In formula (12), λ_iIndicate the number for the photovoltaic cells for including in ith cluster；Include in expression ith cluster T-th of control parameter of m-th of photovoltaic cells；

Step 4.2 sets c_bestAny ith cluster shares ψ in a cluster_iA photovoltaic generation unit is obtained respectively using formula (13) The capacity parameter of the equivalent photovoltaic array of ith clusterVoltage parameterAnd current parameters

In formula (13),Indicate the capacity of m-th of photovoltaic generation unit in ith cluster,Indicate ψ in ith cluster_iIt is a Photovoltaic generation unit exit potential average value；Indicate the output electric current of m-th of photovoltaic generation unit in ith cluster；

Step 4.3, the filter inductance that side is exchanged ith cluster medium value photovoltaic combining inverter using formula (14)Filter Wave capacitorWith DC side filter capacitorIt carries out equivalent:

In formula (14), L_f、C_f、C_dcThe respectively ψ of ith cluster medium value photovoltaic combining inverter_iThe friendship of a photovoltaic generation unit Flow filter inductance average value, ac filter condenser paper mean value, DC side filter capacitor average value；

Step 4.4 obtains current collection equivalent line impedance in ith cluster using formula (15)

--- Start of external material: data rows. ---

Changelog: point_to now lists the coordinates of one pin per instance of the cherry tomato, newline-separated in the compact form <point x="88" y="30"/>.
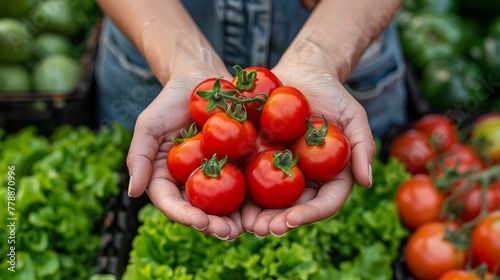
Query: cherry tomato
<point x="261" y="144"/>
<point x="273" y="179"/>
<point x="485" y="240"/>
<point x="418" y="201"/>
<point x="414" y="149"/>
<point x="485" y="134"/>
<point x="283" y="118"/>
<point x="429" y="255"/>
<point x="255" y="81"/>
<point x="323" y="150"/>
<point x="205" y="100"/>
<point x="186" y="155"/>
<point x="495" y="189"/>
<point x="459" y="274"/>
<point x="440" y="128"/>
<point x="226" y="134"/>
<point x="217" y="187"/>
<point x="473" y="201"/>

In formula (15), P_ZsTo flow through ith cluster medium value current collection line impedanceGeneral power；P_ZmTo flow through ith cluster Middle ψ_iThe current collection line impedance Z of m-th of photovoltaic generation unit of a photovoltaic generation unit_imPower, Z_imFor ψ in ith cluster_i The current collection line impedance of m-th of photovoltaic generation unit of a photovoltaic generation unit, 1≤m≤ψ_i；

Step 5: obtaining the active power error E of the photovoltaic plant multimachine Equivalent Model respectively using formula (16) and formula (17)_p With reactive power error Q_p, and with the active power error E_pWith reactive power error Q_pIt is equivalent to the photovoltaic plant multimachine Model is evaluated:

In formula (16) and formula (17), τ is the sampling number in wanted analysis time section；P_λ、Q_λRespectively photovoltaic plant detailed model The sampled value of active power and reactive power at points of common connection PCC；Respectively photovoltaic plant multimachine equivalence mould The sampled value of active power and reactive power of the type at points of common connection PCC.